Here’s the response from that API call.

https://gist.github.com/simonw/1d1013ba059af76461153722005a0...

Without that option the API will often provide a lengthy delay while the model burns through thinking tokens until you start getting back visible tokens for the final response.

diggan

> but for the moment here’s the pelican I got from GPT-5 running at its default “medium” reasoning effort:

Would been interesting to see a comparison between low, medium and high reasoning_effort pelicans :)

When I've played around with GPT-OSS-120b recently, seems the difference in the final answer is huge, where "low" is essentially "no reasoning" and with "high" it can spend seemingly endless amount of tokens. I'm guessing the difference with GPT-5 will be similar?

simonw

> Would been interesting to see a comparison between low, medium and high reasoning_effort pelicans

Yeah, I'm working on that - expect dozens of more pelicans in a later post.

pancakemouse

Practically the first thing I do after a new model release is try to upgrade `llm`. Thank you, @simonw !

efavdb

same, looks like he hasn't added 5.0 to the package yet but assume imminent.

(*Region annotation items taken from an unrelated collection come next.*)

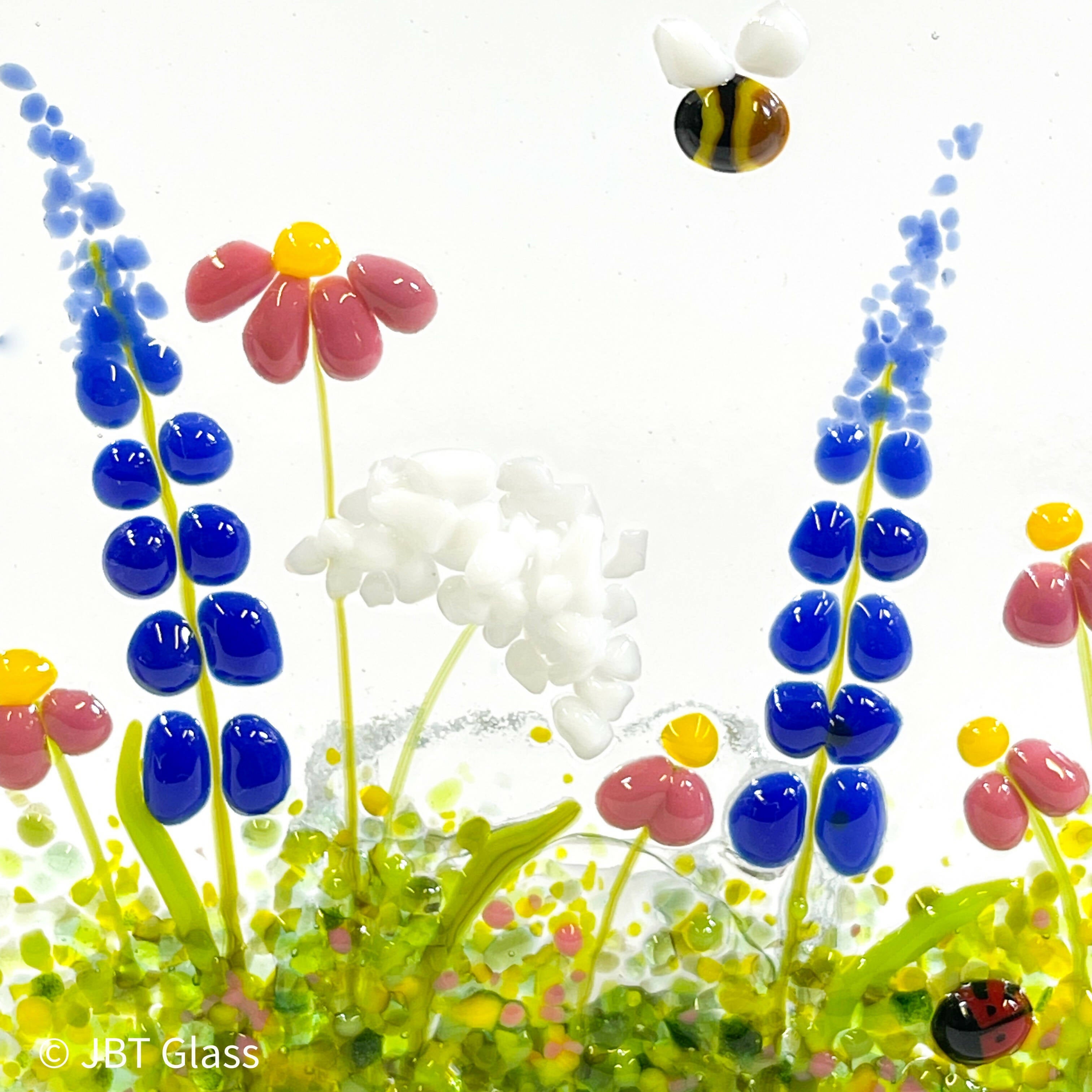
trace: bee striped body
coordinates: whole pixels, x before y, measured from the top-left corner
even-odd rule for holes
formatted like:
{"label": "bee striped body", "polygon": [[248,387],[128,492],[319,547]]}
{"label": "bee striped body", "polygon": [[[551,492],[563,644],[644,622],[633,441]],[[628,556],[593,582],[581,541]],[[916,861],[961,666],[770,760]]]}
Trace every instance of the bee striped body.
{"label": "bee striped body", "polygon": [[736,174],[775,159],[788,140],[788,111],[769,87],[736,75],[691,91],[675,112],[675,135],[695,163]]}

https://llm.datasette.io/en/stable/openai-models.html

ks2048

So, "system card" now means what used to be a "paper", but without lots of the details?

simonw

AI labs tend to use "system cards" to describe their evaluation and safety research processes.

They used to be more about the training process itself, but that's increasingly secretive these days.

kaoD

Nope. System card is a sales thing. I think we generally call that "product sheet" in other markets.

nickthegreek

This new naming conventions, while not perfect are alot clearer and I am sure will help my coworkers.